The pan looks good from here---You may be able to reuse the drain set---I wouldn't ,I like every thing new when a shower is re done.

Your plumbing supply house will have the drain set with a square cover--MUCH easier to tile to---

Be sure to do a 'flood test' on the new liner before packing the base---24 hours---it's the best insurance that a first time pan maker can buy.----Mike----


----------



## Paul8434 (May 16, 2011)

Thanks Mike,

I will pick away at the tile and concrete tonite.

Is there any risk of me cracking the drain pipe?
Will the concrete fracture and come away from the drain pipe?

I also note that i missed your original question.
The shower is wood framed and sits above a crawlspace.

Paul


----------



## Paul8434 (May 16, 2011)

last few questions.

When rebuilding the shower pan i have read about the schlutter system.
Will this work in my application?

In addition any thoughts on if i left the shower pan as is and retiled the walls.
I am guessing that they are commonly done together to ensure waterproofing etc.

Paul


----------



## oh'mike (Sep 18, 2009)

If you are absolutely sure that the pan is still sound--you could remove the tiles--and reuse the pan.

The drain assembly is a two part thing---a base drain that is glued into the pipe and clamps the membrane ---and an adjustable screw in top that holds the chrome cover.

Most pans are not built correctly--water gets through the concrete and reaches the liner.
That water is supposed to drain away into the lower drain--

Often the liner is not pre sloped to the drain---thus leaving the concrete to soak for the life of the pan. 

Result--rotten -soft concrete----

I'd want to replace the pan---20 years of use---I'd say it's paid for itself.

Building a new pan will typically cost $135.00 in parts---$35- for the square drain set---$70 or so for the liner and $15 for 3 bags of masons mortar.

Add a new P-trap and a few hamburgers---$135

I do a lot of these pans---This is the rough order of things---

Demo----add new drain set and P trap--pack a pre slope---add liner(folded corners--no cuts ever!)

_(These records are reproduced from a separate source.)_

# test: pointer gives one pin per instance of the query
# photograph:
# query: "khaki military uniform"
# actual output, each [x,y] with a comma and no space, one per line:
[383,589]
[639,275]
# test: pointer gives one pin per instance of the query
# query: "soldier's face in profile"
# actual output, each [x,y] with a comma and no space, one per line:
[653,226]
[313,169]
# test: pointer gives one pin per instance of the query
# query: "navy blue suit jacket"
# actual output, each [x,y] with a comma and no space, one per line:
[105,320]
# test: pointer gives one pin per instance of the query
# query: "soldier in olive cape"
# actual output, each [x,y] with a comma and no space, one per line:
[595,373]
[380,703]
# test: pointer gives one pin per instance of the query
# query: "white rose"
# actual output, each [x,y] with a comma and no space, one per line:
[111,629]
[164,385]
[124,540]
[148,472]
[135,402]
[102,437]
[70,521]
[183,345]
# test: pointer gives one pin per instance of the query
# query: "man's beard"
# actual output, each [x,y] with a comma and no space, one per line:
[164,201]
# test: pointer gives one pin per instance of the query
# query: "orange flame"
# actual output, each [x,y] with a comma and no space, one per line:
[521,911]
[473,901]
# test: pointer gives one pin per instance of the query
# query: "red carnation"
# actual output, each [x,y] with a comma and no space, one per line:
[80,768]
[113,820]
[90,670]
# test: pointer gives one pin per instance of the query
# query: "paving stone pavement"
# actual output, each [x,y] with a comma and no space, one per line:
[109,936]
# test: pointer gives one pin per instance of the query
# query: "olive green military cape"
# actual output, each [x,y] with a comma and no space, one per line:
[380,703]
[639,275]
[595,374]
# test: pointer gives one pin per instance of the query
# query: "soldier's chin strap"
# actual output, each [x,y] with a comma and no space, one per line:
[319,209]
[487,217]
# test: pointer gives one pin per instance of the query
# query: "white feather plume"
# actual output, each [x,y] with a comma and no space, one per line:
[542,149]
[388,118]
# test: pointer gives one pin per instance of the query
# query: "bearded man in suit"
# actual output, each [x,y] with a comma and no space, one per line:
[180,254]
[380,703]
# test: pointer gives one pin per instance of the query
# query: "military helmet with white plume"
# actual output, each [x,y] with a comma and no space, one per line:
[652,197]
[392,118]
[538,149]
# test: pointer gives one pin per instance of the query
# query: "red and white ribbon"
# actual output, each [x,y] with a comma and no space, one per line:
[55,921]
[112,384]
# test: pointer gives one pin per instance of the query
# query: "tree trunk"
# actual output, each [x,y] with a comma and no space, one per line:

Durrock the walls--No nails or screws below the curb height.

Pack the base

mesh the curb

fat mud the curb.


----------



## oh'mike (Sep 18, 2009)

Bud Cline or Jazz man will have to fill you in on the Schluter shower systems---they have a fine reputation and are faster than the old fashioned mud bases---

But I have never used them myself and think advice on those should come from someone with real hands on experience.---Mike----


----------



## Paul8434 (May 16, 2011)

I will follw the steps noted.

Any tips on the demo?

I am currently using a 3" concrete/brick chisel and hammer.

I am trying to decide on the best course of tact.

Would i fracture to small pieces and see if it separates from the membrane?

In my short 15 minutes with hammer and chisel i am not making fast headway.

Lastly will everything come up cleanly from the plywood base?

Paul


----------



## oh'mike (Sep 18, 2009)

I'd thump it with a big hammer---think breaking a sidewalk--It will bounce free of the liner and crack into large pieces.


----------



## Paul8434 (May 16, 2011)

Great advice.

I got some better chisels and made quick work of the pan.

I will work on the drain set, pre slope and liner for the wknd.

It is a long weekend for the recognition of Queen Victoria's birthday.
(think she is the queen mum's aunt, but i should look that up.)

Paul


----------